Hi Maciek,

I tried this today, and the trouble is that the erg fingerprints are neither 
sparse nor explicit rdkit bitvectors, but are represented as numpy arrays. As 
such they cannot even be used by current similarity functions in RDkit like 
Tanimoto similarity or other.

The only example I found on how to compare two erg fingerprints is the post by 
iwatobipen here:
https://iwatobipen.wordpress.com/2016/01/16/ergfingerprint-in-rdkit/
[https://iwatobipen.files.wordpress.com/2016/01/screen-shot-2016-01-16-at-10-19-47-pm.png]<https://iwatobipen.wordpress.com/2016/01/16/ergfingerprint-in-rdkit/>
ErGFingerprint in RDKit | Is life worth 
living?<https://iwatobipen.wordpress.com/2016/01/16/ergfingerprint-in-rdkit/>
Sometime, medicinal Chemists think about scaffold hopping approach in drug 
discovery project to overcome their issue. When I think about scaffold hopping, 
I consider about what's key interaction of molecule and protein. It's called 
pharmacophore. And also hopping approach is used me too approach to find 
another IP space. BTW, In 2006, researchers in Lilly…
iwatobipen.wordpress.com


Is there any documentation along those lines somewhere? The way I understand it 
 right now my options are:

  *   serialize numpy arrays to register them as binary to a postgresql database
     *   how to compare them in pgsql then?
  *   find a way / means to transform the numpy array into a sparse or explicit 
bitvector (would that make sense at all?)
  *   or just consider exact matches for erg fp's and do not integrate any 
similarity metric

Thanks in advance for ideas 😉

Peter





________________________________
From: Maciek Wójcikowski <mac...@wojcikowski.pl>
Sent: Tuesday, December 17, 2019 20:18
To: Peter Schmidtke <peter.schmid...@discngine.com>
Cc: RDKit Discuss <rdkit-discuss@lists.sourceforge.net>
Subject: Re: [Rdkit-discuss] reduced graphs fingerprints in postgresql cartridge

While creating more detailed answer for you I stumbled upon very useful 
blogpost by Greg 
https://rdkit.blogspot.com/2017/04/using-custom-fingerprint-in-postgresql.html 
which explains in detail how custom fingerprints can be handled.
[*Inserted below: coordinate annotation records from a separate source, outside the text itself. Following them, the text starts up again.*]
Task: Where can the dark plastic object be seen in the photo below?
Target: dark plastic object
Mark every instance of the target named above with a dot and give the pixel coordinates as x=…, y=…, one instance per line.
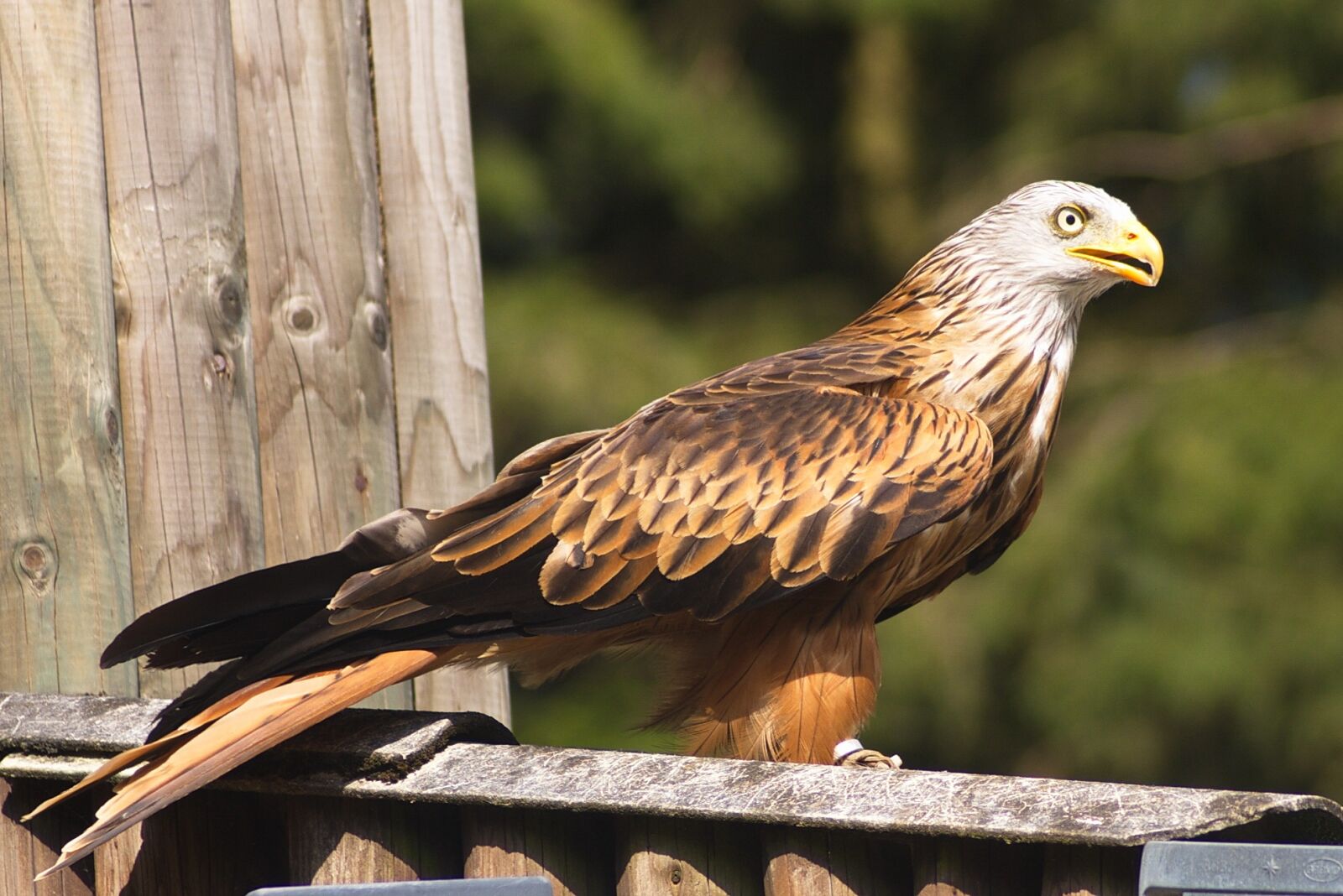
x=480, y=887
x=1240, y=869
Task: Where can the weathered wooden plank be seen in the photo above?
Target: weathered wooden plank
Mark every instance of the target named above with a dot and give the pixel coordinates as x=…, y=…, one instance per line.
x=434, y=284
x=180, y=286
x=349, y=841
x=571, y=851
x=958, y=867
x=1090, y=871
x=27, y=848
x=62, y=488
x=830, y=862
x=62, y=491
x=688, y=859
x=924, y=804
x=319, y=307
x=210, y=844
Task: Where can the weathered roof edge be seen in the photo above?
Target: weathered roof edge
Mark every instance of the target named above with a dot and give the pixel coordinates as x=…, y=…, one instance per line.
x=422, y=757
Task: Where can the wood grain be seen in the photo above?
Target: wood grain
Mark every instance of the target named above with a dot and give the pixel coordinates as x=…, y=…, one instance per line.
x=342, y=841
x=570, y=849
x=62, y=488
x=833, y=862
x=1090, y=871
x=180, y=286
x=954, y=867
x=688, y=859
x=434, y=284
x=320, y=329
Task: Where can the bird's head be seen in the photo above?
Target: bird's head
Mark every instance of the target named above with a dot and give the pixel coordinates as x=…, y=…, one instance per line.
x=1071, y=239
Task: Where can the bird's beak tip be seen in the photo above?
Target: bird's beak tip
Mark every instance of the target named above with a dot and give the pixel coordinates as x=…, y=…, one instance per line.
x=1134, y=255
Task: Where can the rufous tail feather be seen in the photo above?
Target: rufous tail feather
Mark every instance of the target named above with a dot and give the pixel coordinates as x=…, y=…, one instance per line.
x=228, y=734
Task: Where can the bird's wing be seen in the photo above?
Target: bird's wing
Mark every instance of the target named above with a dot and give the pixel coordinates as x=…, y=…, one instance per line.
x=704, y=504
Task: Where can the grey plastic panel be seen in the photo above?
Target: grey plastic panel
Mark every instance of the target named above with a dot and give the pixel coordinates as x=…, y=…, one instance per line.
x=1240, y=869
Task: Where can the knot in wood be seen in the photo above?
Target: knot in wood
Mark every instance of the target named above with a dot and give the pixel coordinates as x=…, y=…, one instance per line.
x=301, y=315
x=376, y=320
x=230, y=297
x=113, y=427
x=35, y=561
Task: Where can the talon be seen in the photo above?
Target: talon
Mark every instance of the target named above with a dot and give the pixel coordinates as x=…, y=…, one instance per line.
x=852, y=754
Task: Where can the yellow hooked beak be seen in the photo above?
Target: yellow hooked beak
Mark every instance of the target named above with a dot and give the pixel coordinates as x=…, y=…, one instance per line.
x=1132, y=253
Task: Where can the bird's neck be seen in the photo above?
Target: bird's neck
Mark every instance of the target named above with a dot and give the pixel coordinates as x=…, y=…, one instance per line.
x=994, y=352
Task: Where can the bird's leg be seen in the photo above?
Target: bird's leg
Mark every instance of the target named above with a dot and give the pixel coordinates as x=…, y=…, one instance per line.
x=852, y=754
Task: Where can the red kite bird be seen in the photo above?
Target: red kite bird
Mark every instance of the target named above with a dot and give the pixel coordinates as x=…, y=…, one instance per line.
x=755, y=526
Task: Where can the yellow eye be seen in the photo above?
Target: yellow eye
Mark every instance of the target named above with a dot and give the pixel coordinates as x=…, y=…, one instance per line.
x=1069, y=221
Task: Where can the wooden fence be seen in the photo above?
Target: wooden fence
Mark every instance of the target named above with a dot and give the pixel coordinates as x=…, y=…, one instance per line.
x=241, y=310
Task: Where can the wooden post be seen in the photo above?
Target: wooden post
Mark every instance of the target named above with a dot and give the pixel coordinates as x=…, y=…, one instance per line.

Both Tanimoto and Dice are supported for any sfp/bfp.
----
Pozdrawiam,  |  Best regards,
Maciek Wójcikowski
mac...@wojcikowski.pl<mailto:mac...@wojcikowski.pl>


wt., 17 gru 2019 o 18:38 Maciek Wójcikowski 
<mac...@wojcikowski.pl<mailto:mac...@wojcikowski.pl>> napisał(a):
Hi Peter,

You can index any binary fingerprint (both sparse and explicit). Also, you can 
create any custom fp in python and pass it over to postgresql. That said, I 
have not managed to transfer a sparse one from python to postgres, only the 
explicit.

Best,
Maciek

wt., 17 gru 2019, 13:00 użytkownik Peter Schmidtke 
<peter.schmid...@discngine.com<mailto:peter.schmid...@discngine.com>> napisał:
Hi all,

is it possible to index the reduced graphs fingerprints in the pgsql cartridge 
as well? From my understanding the fingerprint provided by rdkit isn’t exactly 
in the same format as for standard morgan fingerprints.
Would this work anyhow? if yes with which similarity functions in pgsql? 
Anybody ever tried this and has a bit of documentation?